Young-rags-to-mature-riches memoir by broker and motivational speaker Gardner.
Born and raised in the Milwaukee ghetto, the author pulled himself up from considerable disadvantage. He was fatherless, and his adored mother wasn’t always around; once, as a child, he spied her at a family funeral accompanied by a prison guard. When beautiful, evanescent Moms was there, Chris also had to deal with Freddie “I ain’t your goddamn daddy!” Triplett, one of the meanest stepfathers in recent literature. Chris did “the dozens” with the homies, boosted a bit and in the course of youthful adventure was raped.

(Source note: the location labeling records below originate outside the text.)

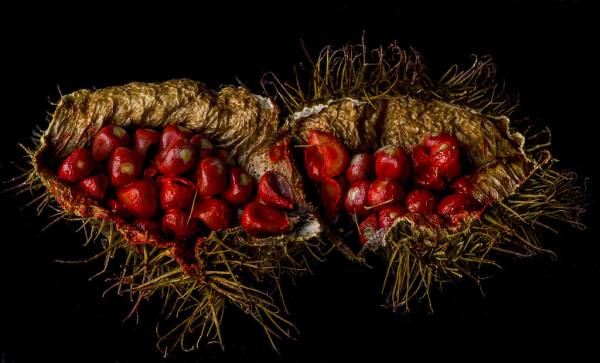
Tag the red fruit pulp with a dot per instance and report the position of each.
(275, 191)
(76, 166)
(175, 192)
(420, 201)
(240, 187)
(212, 177)
(360, 167)
(356, 199)
(213, 212)
(95, 186)
(139, 198)
(392, 162)
(107, 140)
(384, 191)
(124, 166)
(177, 225)
(259, 219)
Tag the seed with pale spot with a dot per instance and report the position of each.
(127, 168)
(118, 131)
(186, 155)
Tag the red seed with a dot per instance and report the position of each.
(177, 158)
(420, 201)
(175, 192)
(275, 191)
(147, 225)
(144, 139)
(356, 199)
(212, 177)
(388, 215)
(124, 166)
(384, 191)
(76, 166)
(95, 186)
(177, 225)
(261, 219)
(360, 167)
(332, 197)
(172, 133)
(392, 162)
(139, 198)
(204, 146)
(240, 187)
(107, 140)
(213, 212)
(367, 228)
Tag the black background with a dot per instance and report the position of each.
(547, 51)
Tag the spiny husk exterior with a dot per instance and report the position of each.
(373, 98)
(232, 267)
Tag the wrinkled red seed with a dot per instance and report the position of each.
(124, 166)
(367, 228)
(274, 190)
(76, 166)
(356, 199)
(392, 162)
(147, 225)
(240, 187)
(172, 133)
(212, 177)
(95, 186)
(213, 212)
(178, 225)
(177, 158)
(420, 201)
(144, 139)
(175, 192)
(384, 191)
(259, 219)
(139, 198)
(360, 167)
(388, 215)
(107, 140)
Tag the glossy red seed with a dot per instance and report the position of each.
(389, 214)
(360, 167)
(367, 228)
(124, 166)
(261, 219)
(274, 190)
(384, 191)
(95, 186)
(172, 133)
(214, 213)
(76, 166)
(356, 199)
(175, 192)
(140, 198)
(212, 177)
(240, 187)
(332, 197)
(178, 225)
(147, 225)
(420, 201)
(144, 139)
(177, 158)
(107, 140)
(392, 162)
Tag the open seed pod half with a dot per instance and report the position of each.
(493, 179)
(197, 276)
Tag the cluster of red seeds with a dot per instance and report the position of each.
(377, 189)
(175, 183)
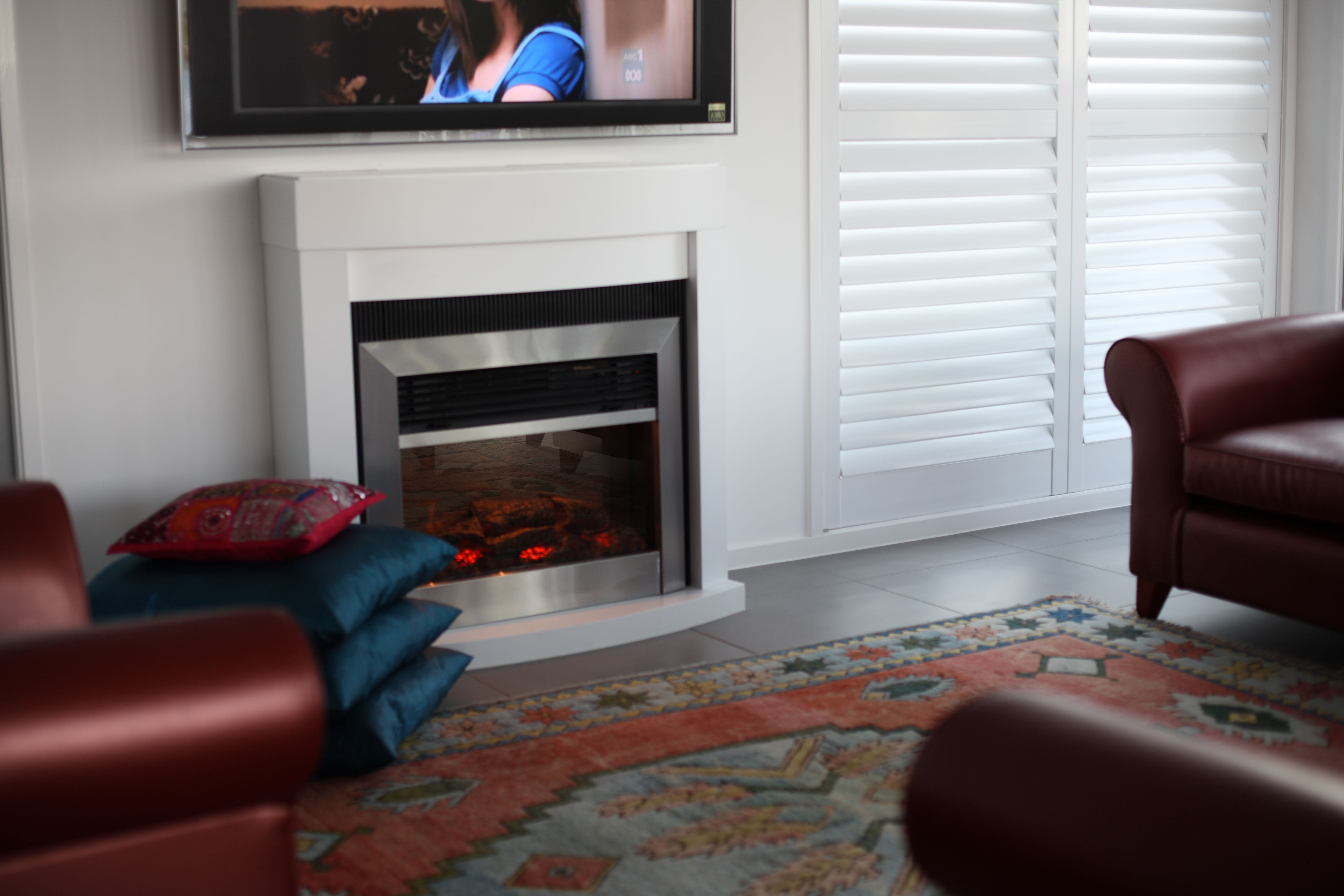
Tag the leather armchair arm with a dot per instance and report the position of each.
(1176, 389)
(1244, 375)
(1023, 795)
(124, 726)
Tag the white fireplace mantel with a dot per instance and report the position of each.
(334, 238)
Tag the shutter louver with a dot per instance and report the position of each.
(1178, 175)
(948, 232)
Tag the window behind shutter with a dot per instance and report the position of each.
(948, 254)
(1182, 183)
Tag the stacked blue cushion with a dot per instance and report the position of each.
(350, 598)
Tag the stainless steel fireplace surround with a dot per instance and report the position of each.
(386, 438)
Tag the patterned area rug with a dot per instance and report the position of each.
(777, 776)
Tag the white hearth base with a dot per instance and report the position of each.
(560, 635)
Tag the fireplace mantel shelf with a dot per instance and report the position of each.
(334, 238)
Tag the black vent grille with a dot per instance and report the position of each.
(435, 402)
(427, 318)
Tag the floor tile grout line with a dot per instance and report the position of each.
(1091, 566)
(736, 647)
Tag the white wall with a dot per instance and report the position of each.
(148, 335)
(1318, 228)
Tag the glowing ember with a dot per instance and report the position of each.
(468, 557)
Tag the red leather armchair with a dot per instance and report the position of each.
(1238, 487)
(1073, 801)
(150, 760)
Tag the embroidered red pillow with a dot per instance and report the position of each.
(253, 521)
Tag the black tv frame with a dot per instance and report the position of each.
(212, 107)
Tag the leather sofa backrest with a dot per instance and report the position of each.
(42, 586)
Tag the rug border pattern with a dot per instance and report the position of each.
(808, 680)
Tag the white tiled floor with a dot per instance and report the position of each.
(792, 605)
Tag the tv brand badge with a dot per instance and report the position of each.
(633, 62)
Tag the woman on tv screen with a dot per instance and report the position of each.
(509, 52)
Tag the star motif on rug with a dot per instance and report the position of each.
(806, 667)
(623, 699)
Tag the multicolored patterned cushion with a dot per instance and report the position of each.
(252, 521)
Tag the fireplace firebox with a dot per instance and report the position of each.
(550, 457)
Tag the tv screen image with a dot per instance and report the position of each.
(323, 66)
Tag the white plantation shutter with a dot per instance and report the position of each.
(1182, 168)
(1015, 187)
(948, 242)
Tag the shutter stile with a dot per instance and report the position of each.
(1178, 177)
(948, 232)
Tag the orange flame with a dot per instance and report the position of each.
(468, 557)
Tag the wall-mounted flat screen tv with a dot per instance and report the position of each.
(272, 72)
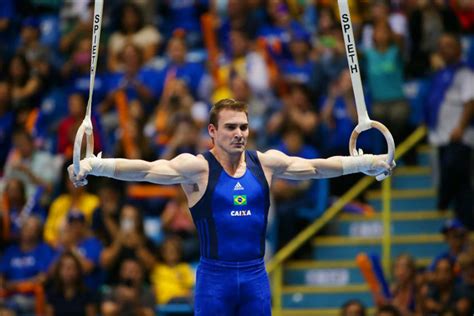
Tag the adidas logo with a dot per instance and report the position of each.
(238, 187)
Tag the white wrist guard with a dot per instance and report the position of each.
(353, 164)
(104, 167)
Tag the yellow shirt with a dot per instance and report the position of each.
(170, 282)
(58, 211)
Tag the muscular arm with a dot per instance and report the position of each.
(182, 169)
(296, 168)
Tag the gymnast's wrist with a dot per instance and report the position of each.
(102, 167)
(354, 164)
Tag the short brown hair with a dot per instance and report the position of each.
(229, 104)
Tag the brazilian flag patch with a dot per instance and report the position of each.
(240, 199)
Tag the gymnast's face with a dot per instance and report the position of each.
(231, 132)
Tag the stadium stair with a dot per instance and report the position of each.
(320, 286)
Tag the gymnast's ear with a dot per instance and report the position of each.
(211, 129)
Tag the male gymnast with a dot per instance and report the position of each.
(228, 193)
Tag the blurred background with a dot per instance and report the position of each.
(402, 247)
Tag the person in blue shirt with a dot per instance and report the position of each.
(178, 67)
(136, 80)
(384, 64)
(184, 15)
(20, 208)
(228, 193)
(278, 32)
(7, 120)
(291, 197)
(76, 72)
(339, 118)
(77, 239)
(456, 237)
(299, 67)
(27, 261)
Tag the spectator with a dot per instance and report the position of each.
(353, 308)
(465, 13)
(297, 111)
(293, 196)
(69, 125)
(176, 105)
(449, 108)
(37, 54)
(130, 242)
(105, 219)
(7, 121)
(184, 138)
(176, 220)
(329, 52)
(404, 288)
(388, 310)
(298, 68)
(77, 25)
(339, 114)
(385, 83)
(77, 239)
(177, 66)
(441, 292)
(7, 18)
(142, 147)
(426, 24)
(137, 81)
(465, 305)
(68, 295)
(380, 14)
(455, 235)
(184, 17)
(74, 199)
(132, 31)
(245, 63)
(26, 87)
(172, 279)
(25, 262)
(278, 32)
(130, 296)
(76, 72)
(28, 164)
(17, 209)
(238, 16)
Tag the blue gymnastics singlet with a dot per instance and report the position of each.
(231, 217)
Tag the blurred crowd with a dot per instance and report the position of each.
(161, 65)
(444, 288)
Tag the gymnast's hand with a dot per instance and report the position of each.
(378, 164)
(85, 169)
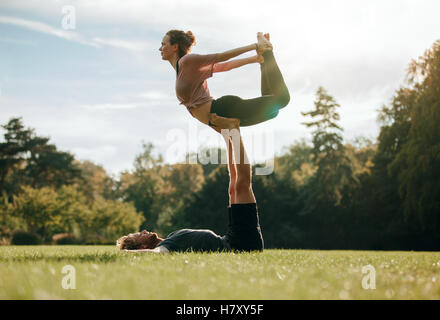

His heroes were Miles Davis, James Brown and Muhammad Ali. Meanwhile, at the behest of Moms, he developed a fondness for reading. He joined the Navy and became a medic (preparing badass Marines for proctology), and a proficient lab technician. Moving up in San Francisco, married and then divorced, he sold medical supplies. He was recruited as a trainee at Dean Witter just around the time he became a homeless single father. All his belongings in a shopping cart, Gardner sometimes slept with his young son at the office (apparently undiscovered by the night cleaning crew). The two also frequently bedded down in a public restroom. After Gardner’s talents were finally appreciated by the firm of Bear Stearns, his American Dream became real. He got the cool duds, hot car and fine ladies so coveted from afar back in the day. He even had a meeting with Nelson Mandela. Through it all, he remained a prideful parent. His own no-daddy blues are gone now.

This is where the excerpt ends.